How Americans Have Been ‘Borrowing’ Money from the Rest of the World for Decades Without Consequences

It’s a strange phenomenon. Americans keep buying Mercedes cars and other expensive items—even though they can’t actually afford them. Normally, a country that does that would be in serious trouble. But we lend them the money to buy those things. What’s going on here?

US Dollar and other currencies

Trade Deficit
America has been living beyond its means for decades. They buy far more than they produce, and that gap is filled with imports. Last year, Americans bought over $1.2 trillion more from abroad than they sold abroad. That’s more than the Netherlands produces and consumes in a whole year. And they’re buying on credit—Europe or China lends them the money for those Mercedes cars and other goods.

Budget Deficit
It’s not just trade that shows a big deficit; government spending is also way out of balance. Last year, the budget deficit was $1.8 trillion, or 6 percent of GDP. The government structurally spends more than it takes in. Many developing countries are doing better financially than the U.S.

Normally, a country with such deficits would face a huge problem. Financiers would demand high interest rates for loans—if they’re willing to lend at all. That forces a country to make painful choices to fix its deficits.

Many developing countries are doing better financially than the U.S.

Greece
Take Greece ten years ago. The country had major deficits. To fix them, they had to slash government spending, which mostly hurt the public. Thousands of civil servants lost their jobs, and wages dropped sharply so they could become competitive with foreign countries again. For Greeks, no more new Mercedes—only second-hand Dacias.

But the U.S. has no problem financing its deficits. In fact, we’re lining up to lend them money. While Greece saw interest rates on new government bonds spike to 35 percent, the U.S. borrows at just 2 to 4 percent.

The Secret
There’s no talk of painful measures in the U.S. On the contrary, the government—recently with Congress’s approval—raised the debt ceiling again. So the state can borrow even more. Elon Musk might be laying off millions of civil servants, but not as a government spending cut. That money is meant for tax cuts, which means less income for the government.

So what’s America’s secret? How can they rack up debt for decades without serious consequences? The answer: the dollar.

This requires some explanation. The U.S. dollar is the world’s dominant currency. The vast majority of international trade transactions are settled in dollars—just think of the oil trade. As global trade grows, so does the demand for dollars. That demand helps the dollar maintain its value. This is a major reason why investors and countries keep investing in the U.S.

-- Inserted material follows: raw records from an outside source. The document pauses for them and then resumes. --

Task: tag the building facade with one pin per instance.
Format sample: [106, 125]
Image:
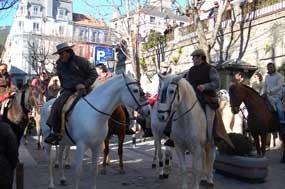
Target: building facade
[38, 26]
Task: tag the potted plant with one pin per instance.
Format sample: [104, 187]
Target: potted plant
[240, 161]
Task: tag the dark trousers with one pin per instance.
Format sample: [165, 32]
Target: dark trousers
[54, 119]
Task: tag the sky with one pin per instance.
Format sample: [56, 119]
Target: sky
[99, 9]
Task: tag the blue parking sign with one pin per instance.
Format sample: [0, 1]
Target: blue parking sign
[102, 54]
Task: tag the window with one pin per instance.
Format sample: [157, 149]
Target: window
[81, 33]
[61, 13]
[36, 26]
[94, 34]
[21, 25]
[152, 19]
[35, 10]
[61, 30]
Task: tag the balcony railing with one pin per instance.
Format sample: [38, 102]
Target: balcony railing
[261, 8]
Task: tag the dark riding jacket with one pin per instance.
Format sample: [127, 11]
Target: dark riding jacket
[76, 71]
[208, 76]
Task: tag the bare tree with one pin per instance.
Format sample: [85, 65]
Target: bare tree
[6, 4]
[39, 54]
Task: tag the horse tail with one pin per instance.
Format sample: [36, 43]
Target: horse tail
[207, 157]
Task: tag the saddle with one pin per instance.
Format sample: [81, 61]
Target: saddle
[219, 130]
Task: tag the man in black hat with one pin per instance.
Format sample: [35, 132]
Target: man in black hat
[76, 74]
[205, 80]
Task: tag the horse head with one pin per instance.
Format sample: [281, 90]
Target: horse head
[236, 96]
[168, 96]
[137, 96]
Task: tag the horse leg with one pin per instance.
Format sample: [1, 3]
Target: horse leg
[257, 143]
[38, 131]
[263, 143]
[106, 154]
[48, 155]
[168, 157]
[95, 151]
[67, 158]
[197, 165]
[182, 165]
[209, 159]
[79, 161]
[56, 159]
[154, 158]
[121, 138]
[60, 156]
[25, 135]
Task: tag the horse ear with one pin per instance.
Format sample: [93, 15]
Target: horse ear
[177, 78]
[160, 76]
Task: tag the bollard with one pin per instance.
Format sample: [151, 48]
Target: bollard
[20, 176]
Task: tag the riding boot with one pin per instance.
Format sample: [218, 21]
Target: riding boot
[167, 130]
[129, 131]
[169, 143]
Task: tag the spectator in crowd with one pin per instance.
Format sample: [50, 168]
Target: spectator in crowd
[258, 83]
[6, 86]
[8, 155]
[273, 87]
[53, 88]
[240, 77]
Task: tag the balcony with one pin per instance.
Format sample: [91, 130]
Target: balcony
[262, 8]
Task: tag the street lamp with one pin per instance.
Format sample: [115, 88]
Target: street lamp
[166, 18]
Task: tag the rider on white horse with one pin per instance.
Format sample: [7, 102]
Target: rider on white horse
[205, 80]
[76, 74]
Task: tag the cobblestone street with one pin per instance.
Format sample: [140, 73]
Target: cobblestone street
[137, 161]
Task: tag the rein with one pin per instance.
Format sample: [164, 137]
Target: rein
[104, 113]
[110, 115]
[189, 110]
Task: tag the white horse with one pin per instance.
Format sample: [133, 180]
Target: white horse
[164, 154]
[178, 103]
[87, 123]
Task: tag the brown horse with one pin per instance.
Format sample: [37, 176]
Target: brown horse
[260, 119]
[17, 111]
[117, 126]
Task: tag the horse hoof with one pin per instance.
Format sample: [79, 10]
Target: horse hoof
[122, 172]
[165, 176]
[103, 172]
[206, 184]
[63, 182]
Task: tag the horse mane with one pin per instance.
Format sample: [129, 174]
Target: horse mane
[252, 90]
[187, 87]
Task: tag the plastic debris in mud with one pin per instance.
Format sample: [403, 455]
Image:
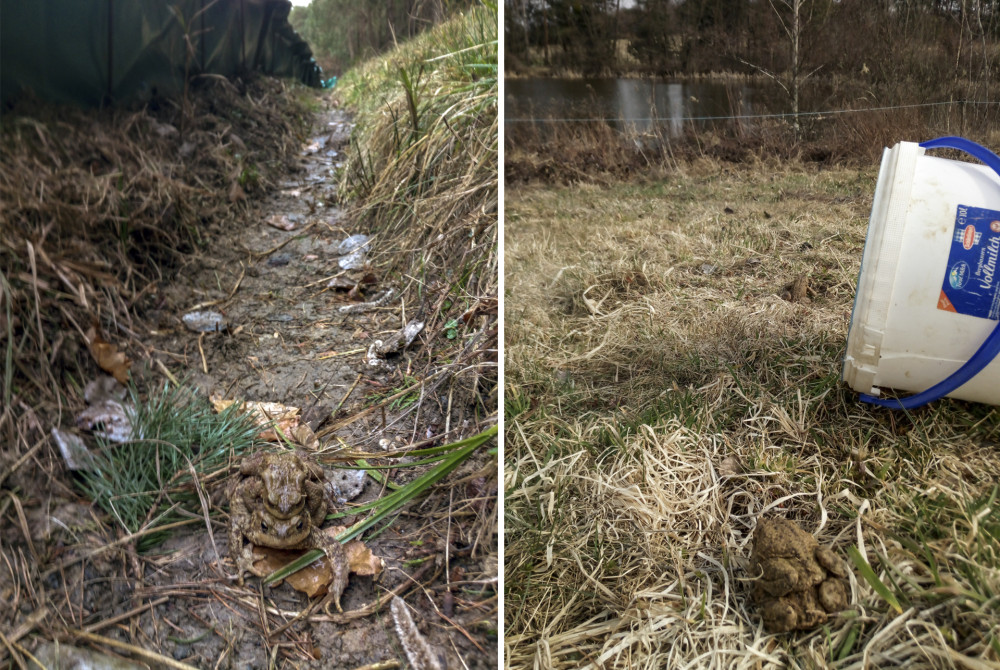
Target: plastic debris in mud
[346, 484]
[205, 322]
[75, 453]
[354, 251]
[284, 222]
[108, 415]
[399, 341]
[62, 655]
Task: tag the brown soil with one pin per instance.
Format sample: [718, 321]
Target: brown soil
[287, 342]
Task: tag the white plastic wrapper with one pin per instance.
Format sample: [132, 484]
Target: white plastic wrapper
[205, 322]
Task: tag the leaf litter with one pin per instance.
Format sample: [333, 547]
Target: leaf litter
[307, 365]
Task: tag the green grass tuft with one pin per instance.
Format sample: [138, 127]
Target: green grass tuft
[144, 483]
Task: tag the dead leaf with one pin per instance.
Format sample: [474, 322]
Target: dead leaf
[314, 579]
[107, 355]
[271, 415]
[281, 222]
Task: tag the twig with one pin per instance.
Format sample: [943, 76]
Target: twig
[7, 472]
[126, 615]
[204, 363]
[342, 400]
[120, 541]
[363, 413]
[298, 234]
[165, 371]
[232, 292]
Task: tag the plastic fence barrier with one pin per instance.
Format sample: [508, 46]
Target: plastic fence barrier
[109, 51]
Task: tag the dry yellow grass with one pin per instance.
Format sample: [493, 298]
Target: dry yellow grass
[661, 396]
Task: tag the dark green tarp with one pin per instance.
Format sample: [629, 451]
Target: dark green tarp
[109, 51]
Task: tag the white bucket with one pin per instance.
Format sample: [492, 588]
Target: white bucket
[928, 296]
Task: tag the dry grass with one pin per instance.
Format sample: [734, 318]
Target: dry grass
[98, 210]
[422, 173]
[661, 397]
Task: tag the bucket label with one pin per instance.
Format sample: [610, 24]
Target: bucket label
[971, 279]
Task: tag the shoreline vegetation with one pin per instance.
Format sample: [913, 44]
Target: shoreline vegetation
[668, 384]
[820, 56]
[666, 388]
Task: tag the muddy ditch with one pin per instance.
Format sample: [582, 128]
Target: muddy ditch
[298, 320]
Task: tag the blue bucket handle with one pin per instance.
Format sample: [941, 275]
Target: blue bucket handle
[991, 346]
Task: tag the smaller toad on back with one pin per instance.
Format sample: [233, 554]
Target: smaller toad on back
[279, 501]
[799, 582]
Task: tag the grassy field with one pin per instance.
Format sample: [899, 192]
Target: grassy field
[662, 395]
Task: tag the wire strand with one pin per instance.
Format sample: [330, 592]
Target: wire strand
[675, 119]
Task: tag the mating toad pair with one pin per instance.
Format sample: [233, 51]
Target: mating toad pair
[280, 501]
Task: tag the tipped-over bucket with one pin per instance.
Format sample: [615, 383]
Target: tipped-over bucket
[926, 315]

That’s why the U.S. can borrow at low interest rates despite its large deficit—unlike Greece, which had to offer sky-high rates.

Mountains of Dollars
Because many countries have trade surpluses with the U.S., they end up with large reserves of dollars. They reinvest those dollars in the U.S., buying U.S. government bonds—called treasuries. These treasuries are considered the safest government bonds in the world. And the market is enormous.

So you can always sell those bonds if you need dollars, or buy them if you have dollars to spare. The euro or the Chinese yuan offer nothing similar and thus can’t compete with the dollar.

There’s something ironic about it. The fact that Americans have such a massive and growing mountain of debt actually makes the dollar strong. And the dollar’s dominant position seems untouchable—there are no credible alternatives to the American currency.

A Drawback
But the dollar isn’t only beneficial to Americans. Because there’s always demand for dollars, the exchange rate stays high compared to other currencies. And that expensive dollar is a disadvantage for U.S. companies that export. It’s one reason much of U.S. industry has disappeared. Countries with weaker currencies can produce more cheaply.

That’s why Trump is trying to improve the competitive position of American companies by imposing tariffs on imports. That makes imports more expensive compared to domestic production.